I think you are criss-crossing two conversations here. China's population is NOT growing "like crazy" because they still have the 1 child policy. But their economy is certainly growing like crazy.
And have you ever asked yourself WHY an industrialized nation's population levels off? The answer is a) birth control, and b) women being freely empowered with the right to decide their own reproductive destinies. Women in Arabia have no say in birth control, and so the birth rate in that nation is a runaway train.
One more thing I'd like you to consider is "the exponential function." Are you aware of the dynamic and ever-upwardly-escalating numbers that result from exponential growth? And of the ramifications to human population when the exponential function is applied to human birth rates?
Yes, exponential growth will be stopped by something or other. Any ecosystem can only support so much life, and once there's a saturation point, there's either equilibrium, or cycles of growth and dying out. Fish in a lake is an example.
Even with space travel and unlimited resources, exponential growth of human population will reach a limit - even expanding in all directions at the speed of light (an algebraic function, volume expanding with the cube of time), mathematically exponential growth will eventually catch up to fill the volume, and then it WILL slow down.
The question isn't whether exponential growth of human population will stop, but when and how.
I hope we can sort out some sort of carbon nanotube space elevator to get round that. But - and I am asking seriously and not rhetorically, honest - what's so great about the asteroid belt? I mean, with a massive amount of investment we could pick up a whole bunch of minerals, but is that actually going to a) pay for itself b) do any good other than giving us a whole bunch of minerals>
Actually, the asteroid belt is a bit out of the way, orbit-wise, and it'll take a lot of energy to get that stuff into Earth orbit or wherever.
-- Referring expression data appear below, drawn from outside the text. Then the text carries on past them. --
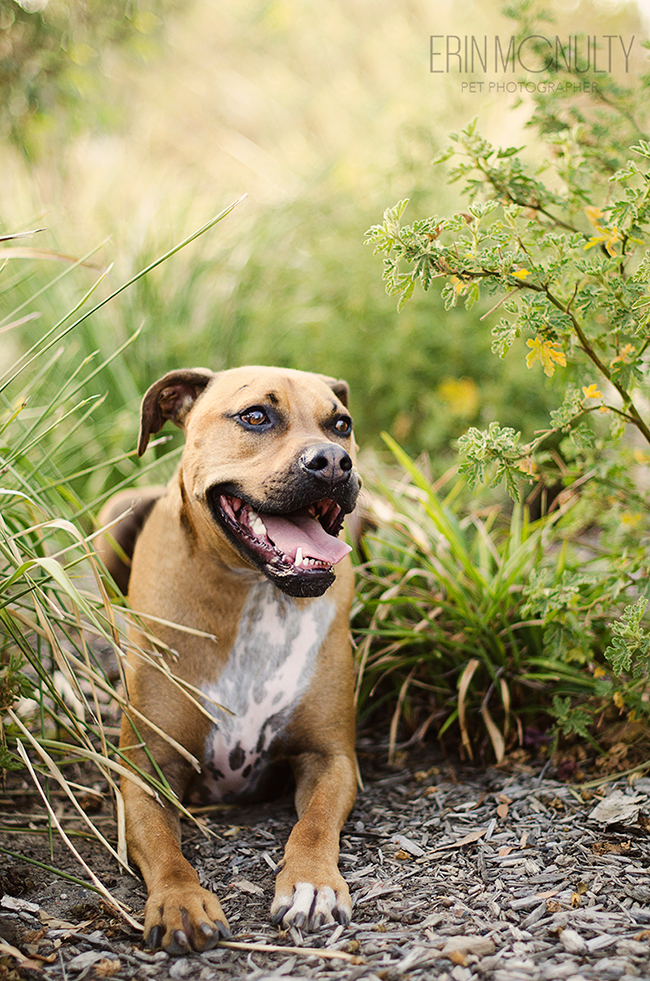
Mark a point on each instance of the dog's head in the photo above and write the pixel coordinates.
(268, 463)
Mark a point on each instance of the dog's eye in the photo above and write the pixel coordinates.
(256, 416)
(343, 426)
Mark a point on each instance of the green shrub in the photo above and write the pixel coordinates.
(560, 249)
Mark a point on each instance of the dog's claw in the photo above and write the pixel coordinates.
(154, 939)
(180, 944)
(310, 907)
(341, 915)
(279, 915)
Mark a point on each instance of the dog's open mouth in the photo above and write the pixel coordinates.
(297, 547)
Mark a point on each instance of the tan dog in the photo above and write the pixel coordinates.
(241, 546)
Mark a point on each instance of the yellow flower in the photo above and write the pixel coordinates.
(593, 214)
(544, 351)
(591, 392)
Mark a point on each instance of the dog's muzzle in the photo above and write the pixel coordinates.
(292, 537)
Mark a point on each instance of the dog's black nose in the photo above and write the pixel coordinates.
(328, 462)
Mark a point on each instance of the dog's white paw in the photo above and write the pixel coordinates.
(311, 907)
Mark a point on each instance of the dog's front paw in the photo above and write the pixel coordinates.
(308, 906)
(184, 918)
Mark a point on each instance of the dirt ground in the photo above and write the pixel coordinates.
(455, 874)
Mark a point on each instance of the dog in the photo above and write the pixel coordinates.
(239, 552)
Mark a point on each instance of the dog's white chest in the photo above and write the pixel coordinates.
(268, 672)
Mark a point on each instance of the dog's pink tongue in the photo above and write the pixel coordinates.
(303, 531)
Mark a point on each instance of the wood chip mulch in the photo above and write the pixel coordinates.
(507, 876)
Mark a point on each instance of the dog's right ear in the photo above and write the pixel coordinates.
(171, 397)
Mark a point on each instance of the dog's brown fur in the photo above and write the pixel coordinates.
(187, 570)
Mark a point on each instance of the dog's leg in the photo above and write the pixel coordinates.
(180, 915)
(310, 891)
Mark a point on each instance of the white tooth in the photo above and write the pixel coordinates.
(257, 525)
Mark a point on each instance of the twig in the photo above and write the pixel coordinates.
(304, 951)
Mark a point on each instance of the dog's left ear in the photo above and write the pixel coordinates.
(171, 397)
(340, 388)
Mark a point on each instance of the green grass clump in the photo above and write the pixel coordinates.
(61, 638)
(502, 631)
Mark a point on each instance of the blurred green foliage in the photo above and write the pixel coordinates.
(55, 62)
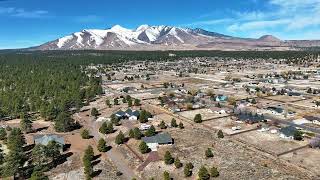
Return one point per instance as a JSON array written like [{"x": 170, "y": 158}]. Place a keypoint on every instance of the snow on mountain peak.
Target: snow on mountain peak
[
  {"x": 142, "y": 27},
  {"x": 119, "y": 28}
]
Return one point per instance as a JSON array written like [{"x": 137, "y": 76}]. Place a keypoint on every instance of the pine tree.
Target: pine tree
[
  {"x": 209, "y": 153},
  {"x": 151, "y": 131},
  {"x": 115, "y": 101},
  {"x": 214, "y": 172},
  {"x": 203, "y": 173},
  {"x": 137, "y": 102},
  {"x": 181, "y": 126},
  {"x": 102, "y": 147},
  {"x": 108, "y": 103},
  {"x": 168, "y": 159},
  {"x": 64, "y": 123},
  {"x": 166, "y": 175},
  {"x": 162, "y": 125},
  {"x": 26, "y": 124},
  {"x": 38, "y": 175},
  {"x": 137, "y": 133},
  {"x": 143, "y": 117},
  {"x": 94, "y": 112},
  {"x": 131, "y": 133},
  {"x": 130, "y": 102},
  {"x": 188, "y": 170},
  {"x": 89, "y": 153},
  {"x": 3, "y": 134},
  {"x": 115, "y": 120},
  {"x": 85, "y": 134}
]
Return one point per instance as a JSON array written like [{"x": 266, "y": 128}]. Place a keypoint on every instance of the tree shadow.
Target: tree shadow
[
  {"x": 28, "y": 147},
  {"x": 96, "y": 173},
  {"x": 95, "y": 162},
  {"x": 66, "y": 147},
  {"x": 96, "y": 157}
]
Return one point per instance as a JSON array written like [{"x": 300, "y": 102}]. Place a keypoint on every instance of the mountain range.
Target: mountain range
[{"x": 162, "y": 37}]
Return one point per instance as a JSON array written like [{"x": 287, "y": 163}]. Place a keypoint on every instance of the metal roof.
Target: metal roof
[
  {"x": 45, "y": 139},
  {"x": 163, "y": 138}
]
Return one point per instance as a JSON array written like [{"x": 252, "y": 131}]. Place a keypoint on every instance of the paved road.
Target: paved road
[{"x": 290, "y": 123}]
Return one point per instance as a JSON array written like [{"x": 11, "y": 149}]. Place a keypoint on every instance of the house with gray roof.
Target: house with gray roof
[
  {"x": 287, "y": 132},
  {"x": 44, "y": 139},
  {"x": 159, "y": 139}
]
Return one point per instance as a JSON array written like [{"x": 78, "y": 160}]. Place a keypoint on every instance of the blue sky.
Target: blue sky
[{"x": 27, "y": 23}]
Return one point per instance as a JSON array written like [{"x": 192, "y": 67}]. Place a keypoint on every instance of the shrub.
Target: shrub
[{"x": 85, "y": 134}]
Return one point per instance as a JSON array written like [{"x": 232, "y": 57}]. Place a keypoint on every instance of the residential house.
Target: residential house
[
  {"x": 120, "y": 114},
  {"x": 44, "y": 139},
  {"x": 159, "y": 139},
  {"x": 221, "y": 98},
  {"x": 275, "y": 110},
  {"x": 287, "y": 132},
  {"x": 144, "y": 127}
]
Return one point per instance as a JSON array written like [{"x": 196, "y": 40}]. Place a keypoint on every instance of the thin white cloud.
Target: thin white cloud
[
  {"x": 88, "y": 19},
  {"x": 211, "y": 22},
  {"x": 257, "y": 25},
  {"x": 22, "y": 13}
]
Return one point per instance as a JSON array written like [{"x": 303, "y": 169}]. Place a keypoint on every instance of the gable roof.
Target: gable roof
[
  {"x": 163, "y": 138},
  {"x": 120, "y": 113},
  {"x": 45, "y": 139},
  {"x": 288, "y": 131}
]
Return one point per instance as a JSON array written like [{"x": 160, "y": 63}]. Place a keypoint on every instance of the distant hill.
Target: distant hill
[{"x": 162, "y": 37}]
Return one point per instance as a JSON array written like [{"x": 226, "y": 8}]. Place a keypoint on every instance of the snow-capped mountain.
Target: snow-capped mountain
[{"x": 162, "y": 37}]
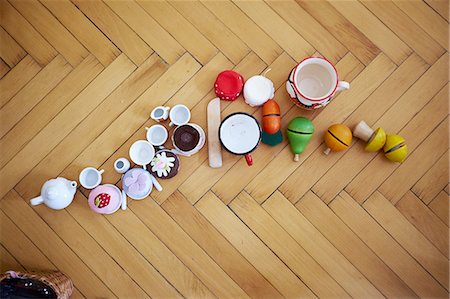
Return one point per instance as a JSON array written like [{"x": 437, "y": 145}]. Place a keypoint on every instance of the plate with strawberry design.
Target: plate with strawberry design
[{"x": 107, "y": 199}]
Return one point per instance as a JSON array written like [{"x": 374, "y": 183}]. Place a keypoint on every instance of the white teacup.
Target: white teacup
[
  {"x": 122, "y": 165},
  {"x": 313, "y": 83},
  {"x": 142, "y": 152},
  {"x": 157, "y": 135},
  {"x": 179, "y": 115},
  {"x": 90, "y": 177},
  {"x": 160, "y": 113}
]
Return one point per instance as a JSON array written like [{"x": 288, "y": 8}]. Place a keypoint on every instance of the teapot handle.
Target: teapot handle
[{"x": 37, "y": 201}]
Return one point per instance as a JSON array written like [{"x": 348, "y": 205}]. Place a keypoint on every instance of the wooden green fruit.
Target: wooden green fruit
[{"x": 299, "y": 132}]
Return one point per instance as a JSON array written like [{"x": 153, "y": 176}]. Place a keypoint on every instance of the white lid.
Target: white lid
[{"x": 258, "y": 90}]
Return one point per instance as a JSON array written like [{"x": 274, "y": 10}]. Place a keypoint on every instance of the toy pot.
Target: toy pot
[
  {"x": 56, "y": 194},
  {"x": 240, "y": 134},
  {"x": 313, "y": 83}
]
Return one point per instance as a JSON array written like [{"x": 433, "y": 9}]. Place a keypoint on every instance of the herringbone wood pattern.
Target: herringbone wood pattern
[{"x": 79, "y": 78}]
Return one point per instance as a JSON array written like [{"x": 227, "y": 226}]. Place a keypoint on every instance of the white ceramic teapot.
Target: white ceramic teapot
[{"x": 56, "y": 194}]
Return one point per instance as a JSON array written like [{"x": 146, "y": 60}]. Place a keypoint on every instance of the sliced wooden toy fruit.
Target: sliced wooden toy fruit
[
  {"x": 299, "y": 133},
  {"x": 375, "y": 139},
  {"x": 395, "y": 148},
  {"x": 337, "y": 138}
]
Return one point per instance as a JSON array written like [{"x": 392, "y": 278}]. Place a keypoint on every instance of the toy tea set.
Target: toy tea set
[{"x": 311, "y": 85}]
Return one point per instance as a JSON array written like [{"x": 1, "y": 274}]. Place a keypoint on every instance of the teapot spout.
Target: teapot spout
[{"x": 37, "y": 201}]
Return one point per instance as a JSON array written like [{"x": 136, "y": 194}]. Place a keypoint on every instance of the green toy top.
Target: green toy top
[{"x": 299, "y": 132}]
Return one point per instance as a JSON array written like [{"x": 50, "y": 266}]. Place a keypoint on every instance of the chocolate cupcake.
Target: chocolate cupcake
[
  {"x": 165, "y": 164},
  {"x": 186, "y": 137}
]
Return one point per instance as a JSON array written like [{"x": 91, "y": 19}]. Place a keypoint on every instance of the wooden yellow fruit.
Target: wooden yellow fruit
[
  {"x": 395, "y": 148},
  {"x": 337, "y": 138}
]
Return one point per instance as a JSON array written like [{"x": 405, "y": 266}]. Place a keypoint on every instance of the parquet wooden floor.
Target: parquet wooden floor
[{"x": 79, "y": 79}]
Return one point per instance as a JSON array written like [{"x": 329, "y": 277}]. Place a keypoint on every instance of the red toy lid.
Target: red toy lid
[{"x": 228, "y": 85}]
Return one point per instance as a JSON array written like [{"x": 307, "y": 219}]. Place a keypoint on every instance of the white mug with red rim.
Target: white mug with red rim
[{"x": 313, "y": 83}]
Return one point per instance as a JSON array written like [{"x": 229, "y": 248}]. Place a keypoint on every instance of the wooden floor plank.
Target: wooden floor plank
[
  {"x": 116, "y": 30},
  {"x": 433, "y": 181},
  {"x": 45, "y": 141},
  {"x": 89, "y": 251},
  {"x": 319, "y": 247},
  {"x": 116, "y": 138},
  {"x": 280, "y": 31},
  {"x": 83, "y": 30},
  {"x": 385, "y": 246},
  {"x": 17, "y": 78},
  {"x": 407, "y": 236},
  {"x": 237, "y": 177},
  {"x": 52, "y": 30},
  {"x": 251, "y": 247},
  {"x": 13, "y": 111},
  {"x": 213, "y": 29},
  {"x": 427, "y": 87},
  {"x": 99, "y": 117},
  {"x": 428, "y": 19},
  {"x": 200, "y": 179},
  {"x": 201, "y": 264},
  {"x": 136, "y": 266},
  {"x": 218, "y": 248},
  {"x": 153, "y": 250},
  {"x": 241, "y": 25},
  {"x": 440, "y": 6},
  {"x": 309, "y": 28},
  {"x": 10, "y": 51},
  {"x": 351, "y": 246},
  {"x": 374, "y": 29},
  {"x": 4, "y": 68},
  {"x": 8, "y": 262},
  {"x": 419, "y": 161},
  {"x": 180, "y": 28},
  {"x": 335, "y": 23},
  {"x": 397, "y": 21},
  {"x": 279, "y": 169},
  {"x": 48, "y": 108},
  {"x": 338, "y": 168},
  {"x": 21, "y": 247},
  {"x": 285, "y": 247},
  {"x": 424, "y": 220},
  {"x": 22, "y": 31},
  {"x": 148, "y": 29},
  {"x": 190, "y": 95},
  {"x": 440, "y": 206},
  {"x": 47, "y": 240}
]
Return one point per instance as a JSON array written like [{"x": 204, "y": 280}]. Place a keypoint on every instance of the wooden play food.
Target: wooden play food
[
  {"x": 228, "y": 85},
  {"x": 271, "y": 117},
  {"x": 271, "y": 123},
  {"x": 299, "y": 133},
  {"x": 375, "y": 139},
  {"x": 337, "y": 138},
  {"x": 395, "y": 148}
]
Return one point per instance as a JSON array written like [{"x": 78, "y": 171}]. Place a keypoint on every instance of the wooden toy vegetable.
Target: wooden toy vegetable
[
  {"x": 271, "y": 123},
  {"x": 337, "y": 138},
  {"x": 299, "y": 132},
  {"x": 375, "y": 139},
  {"x": 395, "y": 148}
]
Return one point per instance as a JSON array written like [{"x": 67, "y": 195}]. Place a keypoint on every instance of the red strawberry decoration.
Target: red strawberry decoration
[{"x": 102, "y": 200}]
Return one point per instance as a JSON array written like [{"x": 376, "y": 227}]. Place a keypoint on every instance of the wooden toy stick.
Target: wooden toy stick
[
  {"x": 363, "y": 131},
  {"x": 214, "y": 148}
]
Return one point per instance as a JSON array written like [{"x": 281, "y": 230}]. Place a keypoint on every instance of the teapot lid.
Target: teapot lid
[
  {"x": 137, "y": 183},
  {"x": 105, "y": 199}
]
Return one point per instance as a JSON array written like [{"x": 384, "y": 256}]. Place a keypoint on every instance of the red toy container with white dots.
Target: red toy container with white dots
[{"x": 107, "y": 199}]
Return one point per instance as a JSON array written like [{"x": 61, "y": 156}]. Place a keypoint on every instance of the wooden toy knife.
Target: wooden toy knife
[{"x": 214, "y": 147}]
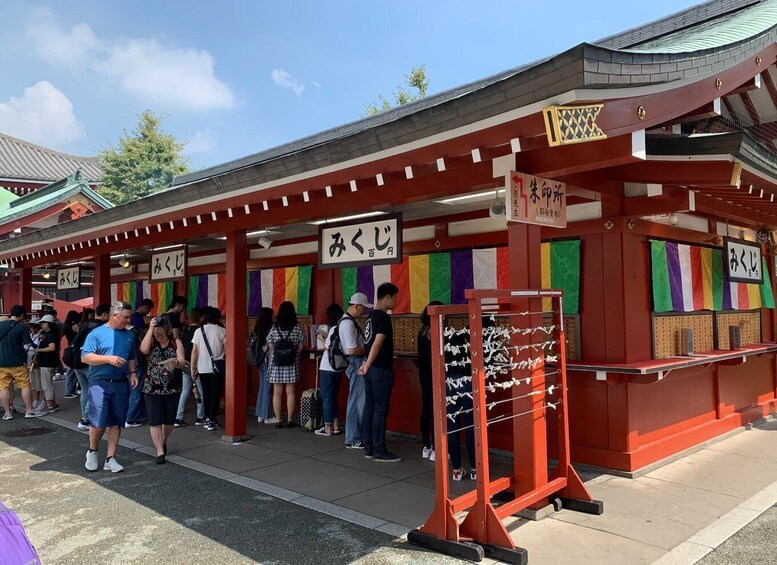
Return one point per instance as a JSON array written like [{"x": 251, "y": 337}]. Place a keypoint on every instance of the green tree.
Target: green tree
[
  {"x": 416, "y": 81},
  {"x": 144, "y": 163}
]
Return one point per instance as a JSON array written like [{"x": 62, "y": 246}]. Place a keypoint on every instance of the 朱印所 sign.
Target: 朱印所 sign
[
  {"x": 168, "y": 266},
  {"x": 374, "y": 242},
  {"x": 742, "y": 261},
  {"x": 69, "y": 278},
  {"x": 535, "y": 200}
]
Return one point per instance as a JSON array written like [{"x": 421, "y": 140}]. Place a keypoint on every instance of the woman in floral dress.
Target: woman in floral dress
[{"x": 162, "y": 385}]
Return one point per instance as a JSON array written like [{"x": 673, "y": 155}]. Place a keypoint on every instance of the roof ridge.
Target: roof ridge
[
  {"x": 677, "y": 21},
  {"x": 45, "y": 149}
]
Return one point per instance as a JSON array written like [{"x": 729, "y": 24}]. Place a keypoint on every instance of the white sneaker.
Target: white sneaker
[
  {"x": 91, "y": 461},
  {"x": 112, "y": 465}
]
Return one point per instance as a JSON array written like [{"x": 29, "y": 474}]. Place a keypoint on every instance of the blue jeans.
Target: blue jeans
[
  {"x": 330, "y": 387},
  {"x": 137, "y": 404},
  {"x": 70, "y": 382},
  {"x": 108, "y": 403},
  {"x": 264, "y": 396},
  {"x": 355, "y": 409},
  {"x": 377, "y": 394},
  {"x": 185, "y": 390},
  {"x": 83, "y": 380}
]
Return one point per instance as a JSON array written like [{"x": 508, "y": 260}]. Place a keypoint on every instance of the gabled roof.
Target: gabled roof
[
  {"x": 21, "y": 160},
  {"x": 57, "y": 192},
  {"x": 606, "y": 63}
]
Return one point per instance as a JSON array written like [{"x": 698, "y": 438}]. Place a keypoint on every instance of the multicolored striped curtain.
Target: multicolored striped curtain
[
  {"x": 445, "y": 276},
  {"x": 690, "y": 277},
  {"x": 135, "y": 291},
  {"x": 268, "y": 287}
]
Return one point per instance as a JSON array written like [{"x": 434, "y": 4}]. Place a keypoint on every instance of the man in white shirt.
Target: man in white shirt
[{"x": 352, "y": 339}]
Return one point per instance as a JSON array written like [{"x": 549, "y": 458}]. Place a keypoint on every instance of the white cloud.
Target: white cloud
[
  {"x": 285, "y": 80},
  {"x": 161, "y": 75},
  {"x": 51, "y": 43},
  {"x": 44, "y": 115},
  {"x": 167, "y": 76},
  {"x": 201, "y": 142}
]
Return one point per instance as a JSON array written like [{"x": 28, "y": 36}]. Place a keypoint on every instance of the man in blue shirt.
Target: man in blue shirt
[{"x": 109, "y": 351}]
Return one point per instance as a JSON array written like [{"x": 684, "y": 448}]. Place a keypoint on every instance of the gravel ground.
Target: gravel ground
[
  {"x": 752, "y": 545},
  {"x": 165, "y": 513}
]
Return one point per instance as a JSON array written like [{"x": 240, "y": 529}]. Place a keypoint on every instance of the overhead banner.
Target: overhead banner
[
  {"x": 743, "y": 261},
  {"x": 375, "y": 242},
  {"x": 69, "y": 278},
  {"x": 168, "y": 266},
  {"x": 687, "y": 278},
  {"x": 535, "y": 200},
  {"x": 446, "y": 276}
]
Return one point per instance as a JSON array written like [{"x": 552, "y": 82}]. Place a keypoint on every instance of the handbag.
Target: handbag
[{"x": 220, "y": 365}]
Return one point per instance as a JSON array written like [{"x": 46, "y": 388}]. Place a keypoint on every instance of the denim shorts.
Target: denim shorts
[{"x": 108, "y": 402}]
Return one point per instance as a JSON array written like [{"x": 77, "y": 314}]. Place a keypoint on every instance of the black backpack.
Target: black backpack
[
  {"x": 285, "y": 352},
  {"x": 338, "y": 359},
  {"x": 255, "y": 352},
  {"x": 72, "y": 354}
]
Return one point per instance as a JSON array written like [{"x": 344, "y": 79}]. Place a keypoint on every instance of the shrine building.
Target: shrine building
[{"x": 658, "y": 144}]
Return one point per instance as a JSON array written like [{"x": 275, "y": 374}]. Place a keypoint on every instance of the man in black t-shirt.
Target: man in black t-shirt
[
  {"x": 14, "y": 335},
  {"x": 378, "y": 373},
  {"x": 177, "y": 307}
]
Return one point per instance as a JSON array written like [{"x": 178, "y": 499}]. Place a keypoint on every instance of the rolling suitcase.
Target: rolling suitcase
[
  {"x": 311, "y": 407},
  {"x": 15, "y": 546}
]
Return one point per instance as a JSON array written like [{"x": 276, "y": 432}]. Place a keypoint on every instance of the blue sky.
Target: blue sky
[{"x": 240, "y": 76}]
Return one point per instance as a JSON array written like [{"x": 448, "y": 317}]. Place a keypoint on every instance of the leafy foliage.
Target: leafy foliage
[
  {"x": 144, "y": 163},
  {"x": 416, "y": 80}
]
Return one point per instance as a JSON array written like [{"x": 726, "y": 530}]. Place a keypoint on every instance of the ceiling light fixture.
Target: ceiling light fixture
[
  {"x": 346, "y": 218},
  {"x": 472, "y": 196}
]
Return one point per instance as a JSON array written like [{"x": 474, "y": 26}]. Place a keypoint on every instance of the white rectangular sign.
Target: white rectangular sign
[
  {"x": 69, "y": 278},
  {"x": 168, "y": 266},
  {"x": 742, "y": 261},
  {"x": 535, "y": 200},
  {"x": 376, "y": 242}
]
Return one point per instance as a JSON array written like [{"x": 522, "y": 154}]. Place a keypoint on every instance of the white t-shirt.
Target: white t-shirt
[
  {"x": 216, "y": 338},
  {"x": 324, "y": 365},
  {"x": 350, "y": 336}
]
There's enough little chunks of asteroids in near-Earth orbit that we could get first, as well as take chunks out of the Moon. We'll have plenty of time to get to the Asteroid belt.
As for what we'll do with it, presumably nanotechnology will have advanced to where the main need is atoms of the right elements to be able to make just about any physical product needed by humankind.
Dare I ask how one checks such growth?
You ask people pretty please to stop having so many babies.
When they don't. you feed them as best you can, knowing that not everyone will get enough to eat.
Or perhaps (I think likely) agriculture will continue to improve (perhaps we'll grow wheat in orbit or, ahem, on the Moon) and we WILL be able to feed mayne 20 billion people on Earth, but with warnings that we won't be able to feed 25 billion or 30 billion, and the big moral dilemma will be whether to add birth control chemicals to the food we're giving to those billions of people relying totally on the technology and generosity of first-world nations to eat.